Advogados compram esquema, bancos executam-no Outras empresas destacavam-se no complexo "scheme", que a Calbourn aplicava aos seus clientes e que chegou a vender directamente a duas das maiores sociedades de advogados portuguesas, como documentam os autos da Operação Furacão, que entretanto foram divididos em vários processos.
Entre as empresas inglesas mais usadas nos esquemas de fraude fiscal estão a Treatbase Ltd, a Norex Associated Ltd, a Matthew Edward & Cie, a Overseas Corporate Services, Ltd, a Mees Pierson Trust a Bell House e a William Jeffry.
No início, os clientes portugueses iam a Londres, algumas vezes com os seus advogados, e tratavam do assunto mandando constituir uma sociedade inglesa e uma offshore ou adquirindo as que a consultora já tinha para o efeito.
Rapidamente, porém, algumas sociedades de advogados passaram a oferecer o estratagema fiscal como uma espécie de "planeamento fiscal agressivo". Por pouco tempo. Porque os próprios bancos portugueses depressa criaram sociedades próprias para o efeito e passaram a oferecer aos seus clientes (empresas e particulares) o serviço completo: constituíam a sociedade inglesa ou offshore, recebiam as facturas reais dos produtos ou serviços adquiridos pelos seu clientes e facturavam eles próprios ou mandavam facturar a empresas offshore de que os próprios administradores eram "utilizadores/usufrutuários", como lhes chamam no processo da Operação Furacão (beneficial owners, no original). Posteriormente, vendiam o produto ou o serviço a um valor muito superior à empresa portuguesa, criando um acréscimo de despesa fictício e não sujeito a imposto. Quando recebiam o pagamento vindo da empresa portuguesa, retiravam uma comissão de 5% a 10% de cada factura e a restante margem era devolvida por cheque ou em dinheiro aos gestores da empresa portuguesa "tax free".

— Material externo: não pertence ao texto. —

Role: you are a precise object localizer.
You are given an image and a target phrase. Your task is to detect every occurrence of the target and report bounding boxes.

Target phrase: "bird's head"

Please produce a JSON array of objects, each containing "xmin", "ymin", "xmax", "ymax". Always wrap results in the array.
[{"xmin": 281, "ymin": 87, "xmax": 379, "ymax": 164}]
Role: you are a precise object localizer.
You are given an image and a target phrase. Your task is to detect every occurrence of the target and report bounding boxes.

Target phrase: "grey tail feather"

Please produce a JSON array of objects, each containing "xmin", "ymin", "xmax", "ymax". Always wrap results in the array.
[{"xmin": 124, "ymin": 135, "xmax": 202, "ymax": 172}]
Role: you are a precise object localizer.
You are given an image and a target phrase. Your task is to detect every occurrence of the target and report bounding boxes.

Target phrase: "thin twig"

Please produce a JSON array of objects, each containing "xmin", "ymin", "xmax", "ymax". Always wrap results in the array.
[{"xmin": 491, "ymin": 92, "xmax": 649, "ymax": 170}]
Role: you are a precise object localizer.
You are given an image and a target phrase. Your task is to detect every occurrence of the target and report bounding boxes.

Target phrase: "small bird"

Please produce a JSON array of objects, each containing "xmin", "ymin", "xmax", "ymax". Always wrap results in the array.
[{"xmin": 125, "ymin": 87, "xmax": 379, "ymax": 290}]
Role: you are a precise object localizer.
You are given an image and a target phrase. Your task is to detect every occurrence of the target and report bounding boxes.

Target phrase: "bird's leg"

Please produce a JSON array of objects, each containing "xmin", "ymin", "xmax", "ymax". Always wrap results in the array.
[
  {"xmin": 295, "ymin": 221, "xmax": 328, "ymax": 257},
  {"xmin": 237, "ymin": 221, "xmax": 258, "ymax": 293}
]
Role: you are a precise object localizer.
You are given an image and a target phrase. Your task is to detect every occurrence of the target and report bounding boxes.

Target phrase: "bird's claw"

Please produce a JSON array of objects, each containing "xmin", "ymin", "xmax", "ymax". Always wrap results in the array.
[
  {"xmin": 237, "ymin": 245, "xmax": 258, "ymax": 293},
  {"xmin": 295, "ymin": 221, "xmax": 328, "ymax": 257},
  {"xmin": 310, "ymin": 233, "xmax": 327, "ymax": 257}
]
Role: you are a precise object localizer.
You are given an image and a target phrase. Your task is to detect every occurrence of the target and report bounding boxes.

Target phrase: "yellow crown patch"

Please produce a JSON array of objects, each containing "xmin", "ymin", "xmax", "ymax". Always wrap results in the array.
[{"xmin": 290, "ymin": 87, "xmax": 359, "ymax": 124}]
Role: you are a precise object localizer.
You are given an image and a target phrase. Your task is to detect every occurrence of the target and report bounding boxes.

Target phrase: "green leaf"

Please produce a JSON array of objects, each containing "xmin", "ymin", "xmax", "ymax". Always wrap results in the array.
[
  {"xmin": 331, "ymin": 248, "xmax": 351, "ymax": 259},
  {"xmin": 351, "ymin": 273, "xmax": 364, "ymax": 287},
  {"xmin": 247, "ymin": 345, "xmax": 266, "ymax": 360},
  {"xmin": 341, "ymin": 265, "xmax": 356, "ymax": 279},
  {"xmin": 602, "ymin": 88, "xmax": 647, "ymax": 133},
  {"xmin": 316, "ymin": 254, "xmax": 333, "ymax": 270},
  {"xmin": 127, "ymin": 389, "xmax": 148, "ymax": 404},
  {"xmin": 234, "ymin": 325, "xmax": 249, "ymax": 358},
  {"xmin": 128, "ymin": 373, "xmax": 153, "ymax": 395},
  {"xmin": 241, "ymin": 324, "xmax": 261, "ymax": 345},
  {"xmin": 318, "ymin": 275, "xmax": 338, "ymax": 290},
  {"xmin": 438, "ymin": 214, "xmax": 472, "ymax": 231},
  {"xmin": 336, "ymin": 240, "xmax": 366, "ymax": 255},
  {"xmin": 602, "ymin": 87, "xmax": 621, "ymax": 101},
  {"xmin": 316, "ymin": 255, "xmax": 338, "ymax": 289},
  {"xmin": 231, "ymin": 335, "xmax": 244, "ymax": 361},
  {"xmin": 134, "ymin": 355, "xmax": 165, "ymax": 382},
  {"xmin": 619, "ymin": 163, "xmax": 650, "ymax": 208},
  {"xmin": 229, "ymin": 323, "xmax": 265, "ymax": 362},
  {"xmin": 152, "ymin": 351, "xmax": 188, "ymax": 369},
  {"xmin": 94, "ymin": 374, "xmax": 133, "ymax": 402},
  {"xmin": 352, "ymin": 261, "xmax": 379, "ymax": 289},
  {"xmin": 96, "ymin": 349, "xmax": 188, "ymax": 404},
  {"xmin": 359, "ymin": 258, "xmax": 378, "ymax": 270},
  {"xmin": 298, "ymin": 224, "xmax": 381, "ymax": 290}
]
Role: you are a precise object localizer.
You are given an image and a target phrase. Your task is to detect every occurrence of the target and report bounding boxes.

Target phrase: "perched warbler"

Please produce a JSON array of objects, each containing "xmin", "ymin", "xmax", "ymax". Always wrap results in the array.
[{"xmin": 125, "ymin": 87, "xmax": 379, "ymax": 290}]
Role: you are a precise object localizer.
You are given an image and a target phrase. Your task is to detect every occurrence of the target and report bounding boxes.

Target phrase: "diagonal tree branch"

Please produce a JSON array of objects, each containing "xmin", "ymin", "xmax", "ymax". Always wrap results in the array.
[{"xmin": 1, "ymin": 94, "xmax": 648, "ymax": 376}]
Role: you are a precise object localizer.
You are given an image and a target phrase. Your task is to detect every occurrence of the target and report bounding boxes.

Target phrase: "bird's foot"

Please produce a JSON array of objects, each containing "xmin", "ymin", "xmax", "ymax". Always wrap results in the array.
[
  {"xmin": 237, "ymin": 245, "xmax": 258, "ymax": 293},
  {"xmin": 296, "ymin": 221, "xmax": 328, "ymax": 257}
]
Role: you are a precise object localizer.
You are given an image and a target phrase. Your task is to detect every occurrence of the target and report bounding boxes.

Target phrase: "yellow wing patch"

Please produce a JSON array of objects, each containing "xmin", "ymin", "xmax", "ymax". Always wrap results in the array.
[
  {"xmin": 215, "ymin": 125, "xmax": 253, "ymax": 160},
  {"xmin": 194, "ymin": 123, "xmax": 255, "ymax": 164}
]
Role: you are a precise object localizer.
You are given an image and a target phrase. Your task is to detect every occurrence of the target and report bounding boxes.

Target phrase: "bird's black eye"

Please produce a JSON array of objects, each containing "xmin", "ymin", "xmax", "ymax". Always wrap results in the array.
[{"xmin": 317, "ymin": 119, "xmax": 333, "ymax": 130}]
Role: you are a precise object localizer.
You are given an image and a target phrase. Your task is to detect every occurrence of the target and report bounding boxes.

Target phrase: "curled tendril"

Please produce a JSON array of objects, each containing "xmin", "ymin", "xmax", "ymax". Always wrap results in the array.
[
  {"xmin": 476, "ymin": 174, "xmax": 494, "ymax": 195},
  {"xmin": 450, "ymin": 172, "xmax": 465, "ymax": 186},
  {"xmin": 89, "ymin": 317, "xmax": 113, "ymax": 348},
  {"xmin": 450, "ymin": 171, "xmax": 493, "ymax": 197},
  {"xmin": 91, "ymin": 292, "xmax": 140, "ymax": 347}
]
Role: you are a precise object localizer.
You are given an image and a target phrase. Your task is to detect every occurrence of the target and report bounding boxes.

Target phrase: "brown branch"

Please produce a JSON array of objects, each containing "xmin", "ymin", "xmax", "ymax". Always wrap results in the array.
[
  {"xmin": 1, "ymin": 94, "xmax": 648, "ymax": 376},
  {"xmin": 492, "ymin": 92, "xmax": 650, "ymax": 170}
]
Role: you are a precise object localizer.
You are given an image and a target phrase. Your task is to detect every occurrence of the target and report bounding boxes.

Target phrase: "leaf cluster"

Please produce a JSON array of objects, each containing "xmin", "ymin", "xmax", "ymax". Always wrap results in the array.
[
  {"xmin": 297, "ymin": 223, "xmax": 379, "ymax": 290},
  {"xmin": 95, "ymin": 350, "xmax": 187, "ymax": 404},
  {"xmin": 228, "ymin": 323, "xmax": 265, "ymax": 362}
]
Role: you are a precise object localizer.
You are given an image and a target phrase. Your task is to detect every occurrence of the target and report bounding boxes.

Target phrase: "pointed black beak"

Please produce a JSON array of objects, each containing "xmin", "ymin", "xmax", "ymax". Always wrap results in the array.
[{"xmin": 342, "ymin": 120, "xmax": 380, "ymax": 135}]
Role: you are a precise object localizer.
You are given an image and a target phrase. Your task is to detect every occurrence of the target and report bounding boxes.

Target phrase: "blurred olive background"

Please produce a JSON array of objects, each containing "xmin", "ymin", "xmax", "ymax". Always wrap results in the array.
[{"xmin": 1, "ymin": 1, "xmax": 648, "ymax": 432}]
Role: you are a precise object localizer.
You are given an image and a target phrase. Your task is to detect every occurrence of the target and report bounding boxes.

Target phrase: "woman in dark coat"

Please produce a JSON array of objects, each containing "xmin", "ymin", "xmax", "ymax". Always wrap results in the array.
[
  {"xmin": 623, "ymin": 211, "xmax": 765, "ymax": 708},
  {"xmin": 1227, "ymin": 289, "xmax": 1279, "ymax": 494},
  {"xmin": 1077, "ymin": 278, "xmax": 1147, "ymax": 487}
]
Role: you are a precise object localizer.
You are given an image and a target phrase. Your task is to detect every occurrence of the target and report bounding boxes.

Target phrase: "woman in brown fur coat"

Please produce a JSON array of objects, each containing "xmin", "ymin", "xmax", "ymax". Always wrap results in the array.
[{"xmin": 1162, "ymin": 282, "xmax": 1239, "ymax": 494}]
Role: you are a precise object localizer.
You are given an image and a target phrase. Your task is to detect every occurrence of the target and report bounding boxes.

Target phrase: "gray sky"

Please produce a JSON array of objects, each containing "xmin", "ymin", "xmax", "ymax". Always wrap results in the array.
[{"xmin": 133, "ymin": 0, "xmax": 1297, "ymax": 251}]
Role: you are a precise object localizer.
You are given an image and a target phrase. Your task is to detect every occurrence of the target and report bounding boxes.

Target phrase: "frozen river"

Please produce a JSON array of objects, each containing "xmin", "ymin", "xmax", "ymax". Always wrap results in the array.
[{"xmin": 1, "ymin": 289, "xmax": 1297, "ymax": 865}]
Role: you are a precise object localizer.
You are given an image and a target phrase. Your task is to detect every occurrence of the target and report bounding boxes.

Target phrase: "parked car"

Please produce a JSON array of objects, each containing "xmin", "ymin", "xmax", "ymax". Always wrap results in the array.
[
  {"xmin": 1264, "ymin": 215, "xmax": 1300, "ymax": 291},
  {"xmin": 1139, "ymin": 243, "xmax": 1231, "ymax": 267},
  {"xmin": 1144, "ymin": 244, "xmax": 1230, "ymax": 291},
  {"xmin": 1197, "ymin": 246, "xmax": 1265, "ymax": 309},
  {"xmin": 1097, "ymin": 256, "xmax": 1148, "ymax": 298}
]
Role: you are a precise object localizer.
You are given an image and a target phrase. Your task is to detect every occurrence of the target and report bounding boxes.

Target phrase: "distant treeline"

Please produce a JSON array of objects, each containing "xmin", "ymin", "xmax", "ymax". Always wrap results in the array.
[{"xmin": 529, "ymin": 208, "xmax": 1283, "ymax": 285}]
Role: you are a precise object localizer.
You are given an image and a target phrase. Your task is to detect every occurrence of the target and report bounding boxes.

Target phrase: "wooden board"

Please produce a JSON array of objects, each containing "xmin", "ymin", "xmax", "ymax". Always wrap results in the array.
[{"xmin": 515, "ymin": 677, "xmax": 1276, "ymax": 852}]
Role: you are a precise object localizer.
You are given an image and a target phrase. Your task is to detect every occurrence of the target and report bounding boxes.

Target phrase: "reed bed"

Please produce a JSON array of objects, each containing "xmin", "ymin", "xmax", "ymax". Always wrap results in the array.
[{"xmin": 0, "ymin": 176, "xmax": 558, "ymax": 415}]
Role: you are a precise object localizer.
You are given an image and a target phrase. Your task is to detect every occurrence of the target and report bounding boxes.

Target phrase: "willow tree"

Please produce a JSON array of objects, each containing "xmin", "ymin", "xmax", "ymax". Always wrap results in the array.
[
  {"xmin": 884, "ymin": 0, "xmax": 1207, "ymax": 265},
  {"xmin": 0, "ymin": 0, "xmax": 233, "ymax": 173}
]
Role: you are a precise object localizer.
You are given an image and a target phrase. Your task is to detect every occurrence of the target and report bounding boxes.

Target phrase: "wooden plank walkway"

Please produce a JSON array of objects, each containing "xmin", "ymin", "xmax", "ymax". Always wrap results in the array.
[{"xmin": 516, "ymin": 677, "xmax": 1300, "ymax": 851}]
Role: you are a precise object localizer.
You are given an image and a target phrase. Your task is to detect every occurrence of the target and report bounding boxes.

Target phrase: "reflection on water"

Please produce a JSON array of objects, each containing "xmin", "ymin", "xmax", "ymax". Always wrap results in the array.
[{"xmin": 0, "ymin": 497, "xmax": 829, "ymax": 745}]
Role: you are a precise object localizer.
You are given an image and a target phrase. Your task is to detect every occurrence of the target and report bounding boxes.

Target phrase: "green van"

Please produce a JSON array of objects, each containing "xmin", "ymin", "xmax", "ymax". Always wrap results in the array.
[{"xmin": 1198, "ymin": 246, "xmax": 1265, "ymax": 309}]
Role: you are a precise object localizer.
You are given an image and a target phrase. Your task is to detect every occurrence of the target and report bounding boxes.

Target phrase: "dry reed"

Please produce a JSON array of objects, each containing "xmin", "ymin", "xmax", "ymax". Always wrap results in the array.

bancos acusados só em Portugal Como o i escreveu na semana passada, muitos dos grandes bancos portugueses serão acusados no âmbito da Operação Furacão. O processo relativo aos bancos foi autonomizado e o BCP, o BES, o BPN e o Finibanco vão responder por fraude fiscal, associação criminosa e, eventualmente, branqueamento de capitais. Relativamente ao Banif, porém, não há ainda certezas absolutas sobre se a instituição será ou não acusada, apesar de movimentos de clientes seus estarem a ser analisados no âmbito do processo.
A investigação foi conduzida em Portugal e no Reino Unido, uma vez que o Ministério Público e as Finanças obtiveram a colaboração de várias sociedades inglesas com o compromisso de que não seriam processadas em Portugal. Curiosamente, a colaboração entre o fisco português e o inglês fez-se ao abrigo da convenção sobre a dupla tributação e não, como seria normal, pelos meios de cooperação judiciária e da Eurojust. Ora, sendo manifesto que não havia nestes casos dupla tributação, mas sim evasão ou fraude fiscal, podemos questionar o que terá levado as autoridades a agirem desta forma.